03.12.2012, 12:30, "Kevin Smith" <[email protected]>:
> On Fri, Nov 30, 2012 at 2:11 PM, Kozlov Konstantin <[email protected]> wrote:
>
>> 30.11.2012, 12:26, "Kevin Smith" <[email protected]>:
>>> On Thu, Nov 29, 2012 at 11:39 PM, Peter Saint-Andre <[email protected]>
>>> wrote:
>>>> Looking at http://xmpp.org/registrar/disco-categories.html I notice
>>>> that we have disco identities for "client/handheld" (e.g., PDA) and
>>>> "client/phone" (e.g., mobile phone), but I think those are a bit
>>>> old-fashioned by now.

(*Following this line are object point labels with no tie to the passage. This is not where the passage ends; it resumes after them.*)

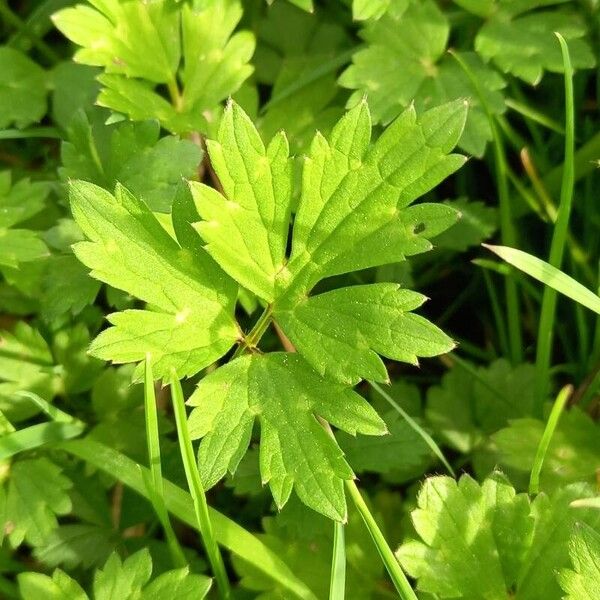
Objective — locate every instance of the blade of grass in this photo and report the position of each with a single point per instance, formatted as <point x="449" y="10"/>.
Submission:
<point x="179" y="502"/>
<point x="414" y="425"/>
<point x="559" y="238"/>
<point x="392" y="565"/>
<point x="337" y="585"/>
<point x="507" y="228"/>
<point x="549" y="275"/>
<point x="197" y="491"/>
<point x="155" y="481"/>
<point x="538" y="461"/>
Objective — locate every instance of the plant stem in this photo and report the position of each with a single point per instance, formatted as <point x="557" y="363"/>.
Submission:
<point x="414" y="425"/>
<point x="538" y="461"/>
<point x="392" y="565"/>
<point x="196" y="489"/>
<point x="155" y="482"/>
<point x="559" y="238"/>
<point x="337" y="584"/>
<point x="251" y="340"/>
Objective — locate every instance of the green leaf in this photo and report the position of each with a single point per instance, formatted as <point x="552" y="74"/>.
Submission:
<point x="22" y="89"/>
<point x="36" y="495"/>
<point x="77" y="545"/>
<point x="33" y="586"/>
<point x="141" y="45"/>
<point x="572" y="455"/>
<point x="66" y="287"/>
<point x="134" y="155"/>
<point x="405" y="61"/>
<point x="353" y="214"/>
<point x="296" y="452"/>
<point x="583" y="582"/>
<point x="75" y="88"/>
<point x="18" y="203"/>
<point x="25" y="365"/>
<point x="342" y="332"/>
<point x="191" y="323"/>
<point x="123" y="579"/>
<point x="549" y="275"/>
<point x="477" y="223"/>
<point x="246" y="230"/>
<point x="507" y="41"/>
<point x="228" y="533"/>
<point x="305" y="541"/>
<point x="372" y="9"/>
<point x="549" y="549"/>
<point x="474" y="538"/>
<point x="465" y="407"/>
<point x="400" y="456"/>
<point x="21" y="200"/>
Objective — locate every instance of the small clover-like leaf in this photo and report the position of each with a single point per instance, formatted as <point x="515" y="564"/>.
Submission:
<point x="404" y="60"/>
<point x="286" y="396"/>
<point x="142" y="45"/>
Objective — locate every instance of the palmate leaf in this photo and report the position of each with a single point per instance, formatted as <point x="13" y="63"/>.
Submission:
<point x="522" y="42"/>
<point x="486" y="541"/>
<point x="127" y="579"/>
<point x="286" y="396"/>
<point x="145" y="44"/>
<point x="18" y="203"/>
<point x="134" y="154"/>
<point x="36" y="493"/>
<point x="405" y="60"/>
<point x="353" y="214"/>
<point x="191" y="322"/>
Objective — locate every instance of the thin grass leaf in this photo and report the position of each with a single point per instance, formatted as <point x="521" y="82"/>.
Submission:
<point x="507" y="228"/>
<point x="392" y="565"/>
<point x="549" y="275"/>
<point x="227" y="533"/>
<point x="155" y="481"/>
<point x="337" y="586"/>
<point x="426" y="437"/>
<point x="559" y="238"/>
<point x="197" y="491"/>
<point x="538" y="462"/>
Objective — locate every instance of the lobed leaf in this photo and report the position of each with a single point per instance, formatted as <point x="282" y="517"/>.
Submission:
<point x="191" y="322"/>
<point x="295" y="451"/>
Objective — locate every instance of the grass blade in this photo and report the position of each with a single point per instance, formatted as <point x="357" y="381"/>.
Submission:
<point x="426" y="437"/>
<point x="559" y="238"/>
<point x="507" y="227"/>
<point x="197" y="491"/>
<point x="538" y="461"/>
<point x="179" y="502"/>
<point x="337" y="585"/>
<point x="549" y="275"/>
<point x="392" y="565"/>
<point x="155" y="481"/>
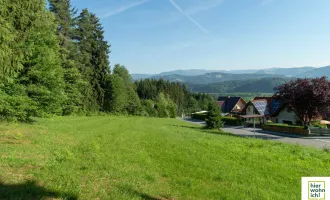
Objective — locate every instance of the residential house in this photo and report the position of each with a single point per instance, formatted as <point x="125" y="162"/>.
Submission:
<point x="260" y="110"/>
<point x="285" y="115"/>
<point x="231" y="105"/>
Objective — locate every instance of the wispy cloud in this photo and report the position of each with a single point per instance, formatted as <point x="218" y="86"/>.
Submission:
<point x="204" y="6"/>
<point x="176" y="6"/>
<point x="265" y="2"/>
<point x="124" y="8"/>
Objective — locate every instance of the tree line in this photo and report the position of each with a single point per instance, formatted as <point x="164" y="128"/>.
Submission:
<point x="55" y="61"/>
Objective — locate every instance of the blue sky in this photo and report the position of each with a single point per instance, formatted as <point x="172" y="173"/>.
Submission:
<point x="152" y="36"/>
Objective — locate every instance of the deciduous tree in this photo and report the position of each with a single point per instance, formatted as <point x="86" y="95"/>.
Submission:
<point x="309" y="97"/>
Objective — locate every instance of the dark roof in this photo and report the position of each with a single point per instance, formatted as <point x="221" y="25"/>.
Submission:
<point x="228" y="103"/>
<point x="261" y="106"/>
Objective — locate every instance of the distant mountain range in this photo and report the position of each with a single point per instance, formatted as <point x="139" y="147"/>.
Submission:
<point x="214" y="77"/>
<point x="221" y="81"/>
<point x="288" y="72"/>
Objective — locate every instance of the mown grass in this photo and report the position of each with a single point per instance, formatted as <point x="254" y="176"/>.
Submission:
<point x="146" y="158"/>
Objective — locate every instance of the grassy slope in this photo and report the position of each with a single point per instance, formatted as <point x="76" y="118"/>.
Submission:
<point x="141" y="158"/>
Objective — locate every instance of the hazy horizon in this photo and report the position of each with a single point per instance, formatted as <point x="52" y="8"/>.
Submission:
<point x="152" y="36"/>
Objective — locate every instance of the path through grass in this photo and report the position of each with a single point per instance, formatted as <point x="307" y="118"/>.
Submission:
<point x="146" y="158"/>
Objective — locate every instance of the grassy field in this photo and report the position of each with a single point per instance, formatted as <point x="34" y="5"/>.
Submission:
<point x="146" y="158"/>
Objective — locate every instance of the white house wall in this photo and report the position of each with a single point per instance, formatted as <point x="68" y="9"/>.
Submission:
<point x="284" y="115"/>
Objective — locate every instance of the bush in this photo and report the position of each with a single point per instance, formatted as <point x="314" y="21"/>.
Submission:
<point x="16" y="108"/>
<point x="282" y="125"/>
<point x="232" y="121"/>
<point x="213" y="118"/>
<point x="318" y="125"/>
<point x="199" y="116"/>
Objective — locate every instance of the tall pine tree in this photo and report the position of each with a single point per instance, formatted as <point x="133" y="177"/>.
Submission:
<point x="74" y="83"/>
<point x="93" y="58"/>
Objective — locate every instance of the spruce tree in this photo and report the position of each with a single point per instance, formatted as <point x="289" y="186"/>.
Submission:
<point x="93" y="58"/>
<point x="213" y="118"/>
<point x="74" y="83"/>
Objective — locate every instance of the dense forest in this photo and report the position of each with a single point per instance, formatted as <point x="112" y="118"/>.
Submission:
<point x="54" y="60"/>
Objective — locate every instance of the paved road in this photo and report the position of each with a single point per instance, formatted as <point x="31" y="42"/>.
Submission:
<point x="312" y="141"/>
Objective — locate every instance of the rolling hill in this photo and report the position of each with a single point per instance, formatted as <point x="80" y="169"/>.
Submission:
<point x="214" y="77"/>
<point x="317" y="72"/>
<point x="259" y="85"/>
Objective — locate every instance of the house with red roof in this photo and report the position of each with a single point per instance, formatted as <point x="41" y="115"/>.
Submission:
<point x="231" y="105"/>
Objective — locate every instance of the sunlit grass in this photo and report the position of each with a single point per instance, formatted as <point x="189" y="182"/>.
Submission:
<point x="147" y="158"/>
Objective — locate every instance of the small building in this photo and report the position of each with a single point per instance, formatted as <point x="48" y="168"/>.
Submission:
<point x="256" y="111"/>
<point x="260" y="110"/>
<point x="231" y="105"/>
<point x="285" y="115"/>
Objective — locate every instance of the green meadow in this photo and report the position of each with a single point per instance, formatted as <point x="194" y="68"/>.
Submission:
<point x="147" y="158"/>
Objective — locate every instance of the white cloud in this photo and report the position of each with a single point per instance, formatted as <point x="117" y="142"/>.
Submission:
<point x="265" y="2"/>
<point x="203" y="6"/>
<point x="176" y="6"/>
<point x="124" y="8"/>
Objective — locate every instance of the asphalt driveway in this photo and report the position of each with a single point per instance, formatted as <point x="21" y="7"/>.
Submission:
<point x="312" y="141"/>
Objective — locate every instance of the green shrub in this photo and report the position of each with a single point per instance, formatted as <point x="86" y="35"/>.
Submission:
<point x="318" y="125"/>
<point x="16" y="108"/>
<point x="282" y="125"/>
<point x="199" y="116"/>
<point x="232" y="121"/>
<point x="213" y="118"/>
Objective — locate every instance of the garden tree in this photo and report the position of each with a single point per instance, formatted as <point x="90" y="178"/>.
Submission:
<point x="74" y="83"/>
<point x="161" y="106"/>
<point x="213" y="118"/>
<point x="121" y="71"/>
<point x="309" y="97"/>
<point x="147" y="89"/>
<point x="35" y="52"/>
<point x="192" y="105"/>
<point x="93" y="58"/>
<point x="133" y="104"/>
<point x="42" y="73"/>
<point x="116" y="95"/>
<point x="11" y="41"/>
<point x="148" y="106"/>
<point x="176" y="92"/>
<point x="165" y="106"/>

We might want to add an identity for
>>>> "client/smartphone" (i.e., a phone that can do a lot more than the
>>>> old-style phones we had in mind when we defined "client/phone").

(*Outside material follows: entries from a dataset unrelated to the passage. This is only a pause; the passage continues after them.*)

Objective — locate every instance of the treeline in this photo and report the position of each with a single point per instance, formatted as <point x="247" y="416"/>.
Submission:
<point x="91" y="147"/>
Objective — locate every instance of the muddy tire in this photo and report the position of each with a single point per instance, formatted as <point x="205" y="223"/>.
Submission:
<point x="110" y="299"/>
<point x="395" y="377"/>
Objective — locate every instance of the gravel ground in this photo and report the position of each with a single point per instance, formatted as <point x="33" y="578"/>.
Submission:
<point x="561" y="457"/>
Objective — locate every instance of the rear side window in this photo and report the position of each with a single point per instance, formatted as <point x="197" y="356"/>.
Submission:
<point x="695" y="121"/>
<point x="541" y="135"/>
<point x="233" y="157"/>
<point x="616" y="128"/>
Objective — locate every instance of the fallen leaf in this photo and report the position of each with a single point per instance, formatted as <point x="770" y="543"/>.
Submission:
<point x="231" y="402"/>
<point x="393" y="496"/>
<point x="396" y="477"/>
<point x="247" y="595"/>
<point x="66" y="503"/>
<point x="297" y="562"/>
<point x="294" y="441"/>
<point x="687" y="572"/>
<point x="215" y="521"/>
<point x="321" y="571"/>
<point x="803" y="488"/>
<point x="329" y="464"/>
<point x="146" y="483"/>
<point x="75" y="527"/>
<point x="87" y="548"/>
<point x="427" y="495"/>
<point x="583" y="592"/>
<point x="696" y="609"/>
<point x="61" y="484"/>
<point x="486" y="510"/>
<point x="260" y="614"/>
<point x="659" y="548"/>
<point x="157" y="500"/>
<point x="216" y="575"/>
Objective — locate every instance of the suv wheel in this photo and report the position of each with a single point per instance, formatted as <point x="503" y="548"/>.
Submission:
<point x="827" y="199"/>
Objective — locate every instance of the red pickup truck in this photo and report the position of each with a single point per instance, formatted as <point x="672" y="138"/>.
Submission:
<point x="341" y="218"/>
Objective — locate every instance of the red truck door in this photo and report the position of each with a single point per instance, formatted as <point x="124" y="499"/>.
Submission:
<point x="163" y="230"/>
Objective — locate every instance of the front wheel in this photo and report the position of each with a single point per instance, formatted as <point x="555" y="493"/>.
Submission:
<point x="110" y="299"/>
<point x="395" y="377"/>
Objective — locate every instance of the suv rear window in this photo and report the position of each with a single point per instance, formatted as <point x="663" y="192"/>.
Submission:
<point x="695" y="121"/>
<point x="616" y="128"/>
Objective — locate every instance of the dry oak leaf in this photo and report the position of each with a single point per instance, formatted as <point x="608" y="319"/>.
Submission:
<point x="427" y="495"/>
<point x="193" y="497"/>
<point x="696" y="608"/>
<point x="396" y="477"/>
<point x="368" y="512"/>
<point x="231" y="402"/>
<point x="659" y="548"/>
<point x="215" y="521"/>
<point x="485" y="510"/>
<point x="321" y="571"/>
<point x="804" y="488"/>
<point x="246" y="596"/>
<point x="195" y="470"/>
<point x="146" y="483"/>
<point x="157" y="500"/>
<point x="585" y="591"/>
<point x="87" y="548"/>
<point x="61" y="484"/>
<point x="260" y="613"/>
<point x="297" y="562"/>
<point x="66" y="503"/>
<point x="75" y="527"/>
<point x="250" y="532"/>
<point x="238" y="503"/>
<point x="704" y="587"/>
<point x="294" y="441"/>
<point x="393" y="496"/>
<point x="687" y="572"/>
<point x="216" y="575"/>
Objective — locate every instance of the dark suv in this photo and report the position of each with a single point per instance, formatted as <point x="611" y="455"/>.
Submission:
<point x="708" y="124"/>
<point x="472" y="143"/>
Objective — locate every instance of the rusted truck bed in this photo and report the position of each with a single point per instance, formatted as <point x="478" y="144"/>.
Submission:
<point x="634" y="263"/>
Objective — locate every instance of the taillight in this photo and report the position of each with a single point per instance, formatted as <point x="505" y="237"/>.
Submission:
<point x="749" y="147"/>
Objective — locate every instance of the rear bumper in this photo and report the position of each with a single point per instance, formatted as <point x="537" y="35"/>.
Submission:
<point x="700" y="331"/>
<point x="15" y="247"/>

>>> If this thing is capable of running an XMPP client on it, it's a
>>> smartphone.
>> Why?! Any cheap J2ME-enabled phone can run XMPP client without any problem.

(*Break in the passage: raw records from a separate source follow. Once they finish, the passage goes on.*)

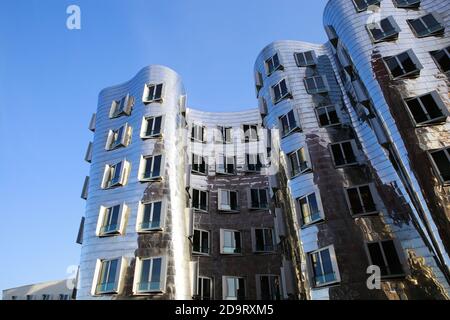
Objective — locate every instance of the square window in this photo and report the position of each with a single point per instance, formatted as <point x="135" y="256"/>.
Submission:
<point x="427" y="109"/>
<point x="201" y="242"/>
<point x="310" y="209"/>
<point x="151" y="168"/>
<point x="151" y="127"/>
<point x="280" y="91"/>
<point x="200" y="200"/>
<point x="384" y="255"/>
<point x="153" y="93"/>
<point x="344" y="153"/>
<point x="327" y="116"/>
<point x="386" y="29"/>
<point x="119" y="138"/>
<point x="233" y="288"/>
<point x="270" y="287"/>
<point x="316" y="85"/>
<point x="264" y="240"/>
<point x="273" y="64"/>
<point x="361" y="200"/>
<point x="441" y="162"/>
<point x="425" y="26"/>
<point x="299" y="162"/>
<point x="324" y="267"/>
<point x="228" y="200"/>
<point x="305" y="59"/>
<point x="403" y="65"/>
<point x="259" y="199"/>
<point x="150" y="275"/>
<point x="150" y="216"/>
<point x="230" y="242"/>
<point x="122" y="107"/>
<point x="442" y="59"/>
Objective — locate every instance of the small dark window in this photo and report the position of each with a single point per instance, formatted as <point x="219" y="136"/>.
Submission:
<point x="362" y="5"/>
<point x="343" y="153"/>
<point x="403" y="65"/>
<point x="305" y="59"/>
<point x="441" y="162"/>
<point x="385" y="30"/>
<point x="327" y="116"/>
<point x="427" y="109"/>
<point x="384" y="255"/>
<point x="361" y="200"/>
<point x="442" y="58"/>
<point x="427" y="25"/>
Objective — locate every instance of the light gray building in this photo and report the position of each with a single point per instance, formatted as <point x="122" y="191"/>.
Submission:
<point x="341" y="171"/>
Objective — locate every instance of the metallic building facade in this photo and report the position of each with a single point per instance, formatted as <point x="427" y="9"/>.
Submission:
<point x="331" y="189"/>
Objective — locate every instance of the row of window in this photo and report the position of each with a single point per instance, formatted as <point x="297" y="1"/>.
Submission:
<point x="150" y="278"/>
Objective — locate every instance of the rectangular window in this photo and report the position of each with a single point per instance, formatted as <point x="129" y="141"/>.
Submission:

>> Usually we call "smartphones" only mobile devices with operating system
>> (Symbian, Windows CE/Mobile/Phone, iOS or Android).
>> So, if you call any Java-enabled mobile phone "smartphone", you should
>> agree that no mobile phones produced today at all. Only smartphones!
>
> Yes, that's the point - today's feature phones can do more than
> yesterday's smart phones, so this distinction doesn't provide any
> value that I can see. Distinguishing available features of clients is
> provided through 115/30.
Because of java overheads, it's almost impossible to write audio/video codec
for J2ME. Writing codecs for device native OS is not a problem for last few
years. So, most likely there will be no Jingle RTP support for a phone client,
and there will be one for a smartphone client.